"It was Stuart Lambert—from Lucy's office—whose family had the emergency. You added him on WhatsApp at the last company dinner, right? Go ahead and ask him, if you don't believe me."

After we hung up,

I hesitated for a long time before pulling up Stuart's WhatsApp.

I tapped into the chat, typed "Mr. Lambert," and hit send.

The message bounced. Blocked.

Blocked—when that very morning I'd still been scrolling through his Instagram. Stuart was the person Eugene was closest to at the company, and Eugene had told me to go verify his story, and Stuart had already shut the door in my face.

After the call, Eugene went completely silent.

We'd had plans for the holiday weekend. Disney tickets, booked and confirmed.

But he said he had to work overtime.

He said the bride price was almost saved up—he was so close—and he couldn't pass up triple holiday pay.

So these past few days, when Eugene's messages came less often, I never thought twice about it.

But now...

After dinner, I posted on Instagram. The photo was the scallion oil noodles my mom had made.

The holiday's almost over. Already missing Mom's cooking.

I set it so only Eugene could see it.

After posting, I waited.

One hour. Two hours. Three hours. Four.

Nothing.

In eight years, Eugene had liked every single one of my posts.

I'd asked him once—you're always so busy, how do you manage to catch everything I post the second it goes up?

He'd laughed, fingers running slow through my hair. *Because you matter to me. So I never stop paying attention.*

My fingertip traced a restless circle against my palm, and my thumb brushed the screen without meaning to.

The page slid to Eugene's X profile—and there, posted one minute ago, was a new update: an evening sky, location tagged at the little park near our apartment.

The caption read:

Busy all day. Finally get to breathe.

There was one comment.

You worked so hard today~ My treat next time!

Eugene had replied almost instantly.

Deal. No backing out.

I tapped into the profile of the person who'd commented.
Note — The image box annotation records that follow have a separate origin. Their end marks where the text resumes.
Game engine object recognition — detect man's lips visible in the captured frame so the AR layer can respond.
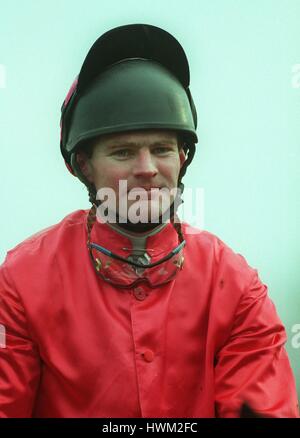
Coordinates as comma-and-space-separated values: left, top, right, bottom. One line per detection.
128, 186, 162, 192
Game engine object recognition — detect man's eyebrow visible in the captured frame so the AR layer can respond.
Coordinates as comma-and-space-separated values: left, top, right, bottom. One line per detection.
106, 139, 177, 149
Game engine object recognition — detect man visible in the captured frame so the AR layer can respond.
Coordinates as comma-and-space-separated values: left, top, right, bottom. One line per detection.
0, 25, 298, 417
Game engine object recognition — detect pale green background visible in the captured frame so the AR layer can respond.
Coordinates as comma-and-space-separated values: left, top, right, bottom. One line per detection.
0, 0, 300, 400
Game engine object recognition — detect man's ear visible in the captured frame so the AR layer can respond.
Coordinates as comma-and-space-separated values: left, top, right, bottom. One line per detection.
76, 151, 94, 183
179, 148, 186, 169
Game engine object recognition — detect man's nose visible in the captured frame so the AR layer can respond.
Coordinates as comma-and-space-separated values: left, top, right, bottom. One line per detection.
133, 149, 158, 178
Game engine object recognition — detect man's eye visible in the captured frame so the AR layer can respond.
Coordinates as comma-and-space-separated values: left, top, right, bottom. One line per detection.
154, 146, 171, 154
113, 149, 130, 158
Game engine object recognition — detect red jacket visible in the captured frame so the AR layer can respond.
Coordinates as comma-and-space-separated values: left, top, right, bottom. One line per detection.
0, 210, 298, 417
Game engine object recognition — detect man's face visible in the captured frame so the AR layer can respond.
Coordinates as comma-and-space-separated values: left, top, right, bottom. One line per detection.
77, 130, 185, 218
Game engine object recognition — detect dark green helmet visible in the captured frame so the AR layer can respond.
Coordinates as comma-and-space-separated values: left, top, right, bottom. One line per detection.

A young woman with chestnut hair.

She hadn't been at Eugene's last company dinner.

1:45 a.m.

Eugene liked my Instagram post.

Then he messaged me, his tone the same bone-deep exhaustion as always.

"Babe, I'm seriously dying. Had no idea holiday overtime would be this brutal..."

"Two more days and you'll be back though. Send me your ticket, I'll pick you up."

"You're probably asleep already, right?"